実咲さんの危険察知能力は僕らチームの中でも飛び抜けており、怪物の接近にもっとも早く気付く。あの島で鍛えられたらしいその特技はかなりの精度を誇り、強化の使用と相まって広範囲に渡る感知が可能となっている。まあ、強化してない状態で視線を感じ取れるくらいだから、そのくらいは出来るのかな。

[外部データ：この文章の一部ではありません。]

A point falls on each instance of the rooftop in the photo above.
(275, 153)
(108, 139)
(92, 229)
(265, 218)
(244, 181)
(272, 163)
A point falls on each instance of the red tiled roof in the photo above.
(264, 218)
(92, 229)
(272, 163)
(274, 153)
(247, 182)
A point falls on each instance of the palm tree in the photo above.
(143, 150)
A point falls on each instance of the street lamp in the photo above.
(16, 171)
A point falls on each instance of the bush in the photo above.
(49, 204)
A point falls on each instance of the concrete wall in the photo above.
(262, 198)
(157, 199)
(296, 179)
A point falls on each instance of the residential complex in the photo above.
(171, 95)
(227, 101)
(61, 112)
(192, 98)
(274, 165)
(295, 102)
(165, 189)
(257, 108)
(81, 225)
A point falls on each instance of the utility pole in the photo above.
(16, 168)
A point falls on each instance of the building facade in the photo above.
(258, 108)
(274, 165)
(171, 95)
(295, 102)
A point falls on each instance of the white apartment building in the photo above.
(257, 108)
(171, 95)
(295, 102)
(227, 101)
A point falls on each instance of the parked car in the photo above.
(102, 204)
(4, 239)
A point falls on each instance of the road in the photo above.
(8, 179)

実咲さんには強化の長時間連続使用の練習として、一時間以上ぶっ続けで索敵をし続けてもらっている。感知できた怪物が3体以上のときは内宮さんも加わって戦い、十数体以上の群れと当たったときは僕と実咲さんも加勢する形で、アーマーベアを探し続けている。加勢するのには危ないからと言う理由もあるにはあるが、一番の理由は時間短縮がしたいから、だ。
「いや、でもあのぐらい普通だと思うぞ。なぁ、想也」
「そうだね。ローウェルさんの攻撃は分かりやすいからなー」
「私の攻撃だと駄目ですの?」
「駄目っつーか――着眼点は悪くはないんだけどな」
先程の銃声はローウェルさんによるものだ。
しかし、ローウェルさんは銃を持たない。
「そうでござるな。拙者も最初は驚いたでござるよ。何故そんな戦い方を? 戦い方の理由が分かれば、改善点も出てくるやも知れませぬぞ?」
「そうですわね……。皆様、『銃』とは何のために存在しているとお思いですの?」
「はーい」
「挙手制にした覚えはありませんが……。では、秋川様」
「『殺す為』でござろう」
「そうですわね。正解ですの。では、次の問題。銃でどうやって殺すのでしょうか」
「そりゃあ、引き金を引いて――じゃねえか、実際に殺すのは『銃弾』だな」
「そのとおりですわ。銃の存在意義とは、殺すことを指先で可能にする――つまり殺しの簡略化、手の感触を衝撃のみにする――つまり罪悪感の軽減、圧倒的なリーチ――つまり相対の恐怖を無くすこと、等々色々と使用者にとっての本質的な意味が有りますが、突き詰めれば『弾をストックし、狙いを付け、一定の方向へ一定の威力の弾丸を放つ』の三つだけですの。逆に言えば、この三つさえ達成しているのであれば必ずしも銃である必要は有りませんの。そのほかの意味も後からついてきますわ。つまるところ、銃とは唯の『発射装置』にしか過ぎないのですわ」
「じゃ、じゃあ、ミリルちゃんは保持能力で銃の代わりを作ってるって事で良いの?」
「正確には、銃身と撃針部分だけをコレで作ってますの」
ローウェルさんが手をかざすと、目の前に強化して目を凝らしてようやく見えるくらいの透明な筒が出来上がった。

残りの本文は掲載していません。